Partner primer

How to evaluate
a restaurant deal.

A 3-week diligence framework you can run on any restaurant partnership opportunity — investor, operator, or advisor.

1. The numbers (week 1)

  • Trailing 12 months P&L, monthly. If they can only produce annual, that's a red flag.
  • Balance sheet — current assets, current liabilities, debt, payables aging.
  • Bank statements for the same 12 months. Reconcile to the P&L. Discrepancies are the conversation.
  • Sales tax returns. Numbers should match revenue on the P&L.
  • Check prime cost (food + labor) — should be 55–65% of sales for full-service, 60% or under for QSR/fast casual.

2. The lease (week 1)

  • Years remaining + renewal options.

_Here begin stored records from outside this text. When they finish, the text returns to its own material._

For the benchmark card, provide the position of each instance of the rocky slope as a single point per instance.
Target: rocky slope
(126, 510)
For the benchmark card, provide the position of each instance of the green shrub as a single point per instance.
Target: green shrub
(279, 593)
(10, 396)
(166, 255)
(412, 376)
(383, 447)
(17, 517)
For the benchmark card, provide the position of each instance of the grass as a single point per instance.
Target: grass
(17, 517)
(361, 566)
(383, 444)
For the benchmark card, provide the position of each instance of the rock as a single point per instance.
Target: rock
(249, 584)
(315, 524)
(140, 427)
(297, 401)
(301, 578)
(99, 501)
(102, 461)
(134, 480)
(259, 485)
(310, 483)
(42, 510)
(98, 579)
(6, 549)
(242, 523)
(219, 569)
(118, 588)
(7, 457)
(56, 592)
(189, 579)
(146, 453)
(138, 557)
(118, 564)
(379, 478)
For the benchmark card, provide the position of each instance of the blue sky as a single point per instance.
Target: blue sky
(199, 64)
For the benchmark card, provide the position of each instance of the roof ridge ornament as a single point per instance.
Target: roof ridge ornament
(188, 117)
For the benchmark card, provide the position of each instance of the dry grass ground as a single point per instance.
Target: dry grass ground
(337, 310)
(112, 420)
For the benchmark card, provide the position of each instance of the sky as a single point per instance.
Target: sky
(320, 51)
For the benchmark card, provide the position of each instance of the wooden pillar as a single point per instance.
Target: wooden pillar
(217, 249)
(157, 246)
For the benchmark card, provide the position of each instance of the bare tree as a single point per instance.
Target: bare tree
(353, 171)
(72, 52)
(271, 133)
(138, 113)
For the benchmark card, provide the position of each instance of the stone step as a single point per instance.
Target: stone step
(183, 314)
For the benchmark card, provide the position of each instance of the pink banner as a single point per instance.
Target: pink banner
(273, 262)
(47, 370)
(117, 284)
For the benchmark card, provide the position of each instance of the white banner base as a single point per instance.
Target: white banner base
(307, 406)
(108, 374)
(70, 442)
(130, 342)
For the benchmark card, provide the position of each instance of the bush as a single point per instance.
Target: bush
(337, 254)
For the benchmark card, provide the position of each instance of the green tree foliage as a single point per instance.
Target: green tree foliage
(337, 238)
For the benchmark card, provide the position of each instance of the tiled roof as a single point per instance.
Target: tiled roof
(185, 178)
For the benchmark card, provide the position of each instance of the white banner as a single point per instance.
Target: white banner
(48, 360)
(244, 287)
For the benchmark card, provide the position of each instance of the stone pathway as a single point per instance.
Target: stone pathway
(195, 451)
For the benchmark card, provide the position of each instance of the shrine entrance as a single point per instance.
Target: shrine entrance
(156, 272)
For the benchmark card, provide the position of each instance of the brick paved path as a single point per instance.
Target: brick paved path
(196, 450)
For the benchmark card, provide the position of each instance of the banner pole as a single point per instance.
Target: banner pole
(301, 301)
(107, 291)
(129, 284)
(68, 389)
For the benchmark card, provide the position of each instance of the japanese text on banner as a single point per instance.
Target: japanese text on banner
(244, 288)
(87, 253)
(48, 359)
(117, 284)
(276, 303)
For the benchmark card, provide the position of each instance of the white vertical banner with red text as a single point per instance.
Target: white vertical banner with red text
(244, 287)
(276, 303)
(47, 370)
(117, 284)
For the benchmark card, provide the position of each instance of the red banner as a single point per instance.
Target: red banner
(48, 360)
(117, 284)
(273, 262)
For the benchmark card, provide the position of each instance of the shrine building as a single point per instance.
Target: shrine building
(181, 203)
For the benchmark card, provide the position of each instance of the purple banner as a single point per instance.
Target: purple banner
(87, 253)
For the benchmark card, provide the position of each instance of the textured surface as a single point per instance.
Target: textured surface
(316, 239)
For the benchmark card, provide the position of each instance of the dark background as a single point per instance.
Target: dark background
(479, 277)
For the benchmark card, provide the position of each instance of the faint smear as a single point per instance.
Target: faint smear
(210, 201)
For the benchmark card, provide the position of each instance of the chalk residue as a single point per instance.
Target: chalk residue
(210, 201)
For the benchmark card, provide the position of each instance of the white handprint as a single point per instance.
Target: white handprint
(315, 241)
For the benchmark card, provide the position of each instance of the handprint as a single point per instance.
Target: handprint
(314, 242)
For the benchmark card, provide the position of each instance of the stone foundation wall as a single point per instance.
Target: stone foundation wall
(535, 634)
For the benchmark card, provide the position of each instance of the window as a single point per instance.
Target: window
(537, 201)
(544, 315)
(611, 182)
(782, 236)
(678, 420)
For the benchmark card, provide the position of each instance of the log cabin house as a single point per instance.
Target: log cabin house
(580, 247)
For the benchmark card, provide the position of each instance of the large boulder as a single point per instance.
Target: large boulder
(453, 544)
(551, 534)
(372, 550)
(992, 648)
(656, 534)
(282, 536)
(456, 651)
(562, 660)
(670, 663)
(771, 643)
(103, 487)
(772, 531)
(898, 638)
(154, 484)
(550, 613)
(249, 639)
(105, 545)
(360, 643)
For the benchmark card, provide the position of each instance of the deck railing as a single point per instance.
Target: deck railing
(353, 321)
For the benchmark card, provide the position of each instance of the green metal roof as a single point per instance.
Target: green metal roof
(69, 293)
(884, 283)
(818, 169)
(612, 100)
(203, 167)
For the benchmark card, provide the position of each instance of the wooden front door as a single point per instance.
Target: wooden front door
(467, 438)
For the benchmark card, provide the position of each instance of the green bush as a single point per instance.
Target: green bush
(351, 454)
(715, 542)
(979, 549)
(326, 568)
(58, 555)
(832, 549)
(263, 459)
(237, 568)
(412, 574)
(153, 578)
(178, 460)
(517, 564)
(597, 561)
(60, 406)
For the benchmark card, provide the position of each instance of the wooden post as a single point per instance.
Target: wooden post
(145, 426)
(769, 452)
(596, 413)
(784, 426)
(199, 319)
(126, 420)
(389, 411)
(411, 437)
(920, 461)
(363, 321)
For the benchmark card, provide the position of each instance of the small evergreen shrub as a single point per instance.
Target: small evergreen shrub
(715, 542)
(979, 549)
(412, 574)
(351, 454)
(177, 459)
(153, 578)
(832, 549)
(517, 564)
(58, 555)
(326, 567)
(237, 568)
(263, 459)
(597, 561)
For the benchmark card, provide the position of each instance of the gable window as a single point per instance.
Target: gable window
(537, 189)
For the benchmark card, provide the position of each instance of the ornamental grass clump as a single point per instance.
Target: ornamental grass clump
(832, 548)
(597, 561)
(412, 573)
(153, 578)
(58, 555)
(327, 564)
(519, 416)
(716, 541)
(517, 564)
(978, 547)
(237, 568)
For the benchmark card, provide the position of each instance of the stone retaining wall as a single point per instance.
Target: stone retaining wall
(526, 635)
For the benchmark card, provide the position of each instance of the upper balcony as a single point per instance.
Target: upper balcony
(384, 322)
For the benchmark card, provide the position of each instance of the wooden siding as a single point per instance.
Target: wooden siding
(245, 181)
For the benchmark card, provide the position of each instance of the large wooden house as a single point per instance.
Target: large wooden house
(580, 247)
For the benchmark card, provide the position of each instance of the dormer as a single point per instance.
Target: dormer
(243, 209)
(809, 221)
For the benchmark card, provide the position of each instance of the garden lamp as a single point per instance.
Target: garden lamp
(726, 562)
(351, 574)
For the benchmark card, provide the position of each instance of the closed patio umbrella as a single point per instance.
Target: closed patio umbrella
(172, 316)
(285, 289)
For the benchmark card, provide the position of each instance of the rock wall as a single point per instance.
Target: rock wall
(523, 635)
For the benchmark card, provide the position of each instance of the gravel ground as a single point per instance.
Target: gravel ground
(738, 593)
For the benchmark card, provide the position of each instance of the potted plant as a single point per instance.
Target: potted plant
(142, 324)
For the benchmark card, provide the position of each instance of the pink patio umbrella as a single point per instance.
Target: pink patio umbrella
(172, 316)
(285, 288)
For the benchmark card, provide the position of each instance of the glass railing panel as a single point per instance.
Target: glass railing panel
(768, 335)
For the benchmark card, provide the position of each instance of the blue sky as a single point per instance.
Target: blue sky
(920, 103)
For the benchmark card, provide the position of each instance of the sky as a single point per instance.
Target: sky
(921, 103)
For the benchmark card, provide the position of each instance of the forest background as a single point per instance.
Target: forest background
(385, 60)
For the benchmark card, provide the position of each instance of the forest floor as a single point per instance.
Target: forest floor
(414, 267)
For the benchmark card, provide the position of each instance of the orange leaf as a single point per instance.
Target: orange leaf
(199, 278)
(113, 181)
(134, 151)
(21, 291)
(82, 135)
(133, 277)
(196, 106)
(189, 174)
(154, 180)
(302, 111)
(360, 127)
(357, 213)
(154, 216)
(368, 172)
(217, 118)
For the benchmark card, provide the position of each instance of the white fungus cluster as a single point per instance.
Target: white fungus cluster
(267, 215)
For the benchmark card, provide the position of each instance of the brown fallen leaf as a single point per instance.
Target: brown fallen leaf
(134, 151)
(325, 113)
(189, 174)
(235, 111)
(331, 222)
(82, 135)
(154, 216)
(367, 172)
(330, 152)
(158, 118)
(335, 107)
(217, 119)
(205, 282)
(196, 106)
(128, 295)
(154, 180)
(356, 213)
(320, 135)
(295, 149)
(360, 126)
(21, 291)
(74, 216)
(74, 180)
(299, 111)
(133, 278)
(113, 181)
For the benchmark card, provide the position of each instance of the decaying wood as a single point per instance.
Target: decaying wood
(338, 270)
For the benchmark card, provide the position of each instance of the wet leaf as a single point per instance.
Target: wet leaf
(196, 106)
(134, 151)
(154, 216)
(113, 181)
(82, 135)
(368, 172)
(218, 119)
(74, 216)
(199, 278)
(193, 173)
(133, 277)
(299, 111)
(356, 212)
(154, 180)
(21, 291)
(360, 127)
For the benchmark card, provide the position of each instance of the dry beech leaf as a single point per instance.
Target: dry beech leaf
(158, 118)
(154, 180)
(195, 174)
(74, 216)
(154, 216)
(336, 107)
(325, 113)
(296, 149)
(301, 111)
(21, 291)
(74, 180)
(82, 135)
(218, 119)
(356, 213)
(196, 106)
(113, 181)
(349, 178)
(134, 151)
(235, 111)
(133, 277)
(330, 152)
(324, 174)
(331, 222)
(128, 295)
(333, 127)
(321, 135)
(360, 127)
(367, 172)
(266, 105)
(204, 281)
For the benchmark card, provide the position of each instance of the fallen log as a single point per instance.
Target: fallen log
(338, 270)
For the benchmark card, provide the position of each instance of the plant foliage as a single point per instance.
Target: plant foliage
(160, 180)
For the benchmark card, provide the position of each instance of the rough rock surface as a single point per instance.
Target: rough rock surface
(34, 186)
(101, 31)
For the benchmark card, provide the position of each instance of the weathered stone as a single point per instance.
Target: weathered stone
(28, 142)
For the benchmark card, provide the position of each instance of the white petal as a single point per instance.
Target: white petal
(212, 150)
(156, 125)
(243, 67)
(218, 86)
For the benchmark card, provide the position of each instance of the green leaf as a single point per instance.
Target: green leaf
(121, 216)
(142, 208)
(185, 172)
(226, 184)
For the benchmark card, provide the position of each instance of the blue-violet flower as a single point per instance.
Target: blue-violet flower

Anything under 5 years left is a problem.
  • Rent as % of revenue — healthy is 6–10%. Above 12% and the unit economics likely don't work.
  • Personal guarantees, demolition clauses, percentage rent, exclusivity.
  • Landlord relationship — friendly, neutral, or hostile?

3. The people (week 2)

  • Org chart and tenure. High GM/chef turnover is operational debt.
  • Talk to the GM and chef separately, with the owner's permission. Their candor tells you more than any spreadsheet.
  • Equity, profit-share, or retention agreements already in place — especially anything that triggers on a sale.
  • Family involvement. Spouse, kids, in-laws on payroll without clear roles is a future blow-up.

4. The brand and operations (week 2)

  • Google, Yelp, and TripAdvisor reviews — last 12 months trend, not lifetime average.
  • Social presence: real engagement vs. follower count.
  • Health inspection history (most jurisdictions publish online).
  • Documented systems: recipes, training, ordering, scheduling. If it lives in the owner's head, the price should reflect that.

5. Structure the deal (week 3+)

  • Match the structure to your role: see /partnership-types for the nine common shapes.
  • Always paper it: shareholder/operating agreement, vesting, drag-along, tag-along, ROFR, key-person clauses.
  • Hospitality-specialist attorney + CPA. Generalists miss the things that bite later.
  • Define the exit before you sign. "What happens in 5 years?" should be answered in writing on day one.

Red flags that should kill the deal

Any one of these on its own is enough to walk. Two is a pattern.

  • Books that arrive late, in pieces, or 'don't tell the whole story.'
  • Owner who can't articulate prime cost % from memory.
  • Cash sales 'off the books' presented as a positive — it's a tax fraud admission.
  • Lease under 5 years with no renewal in writing.
  • Concept that depends entirely on the owner's celebrity, recipes, or personal relationships.
  • Any partner, family member, or former employee with an undocumented equity claim.
  • Pressure to move fast or 'sign before someone else does.'

Wingman doesn't provide legal, tax, or financial advice. Use this framework as a starting point — not a substitute for a hospitality-experienced attorney and CPA.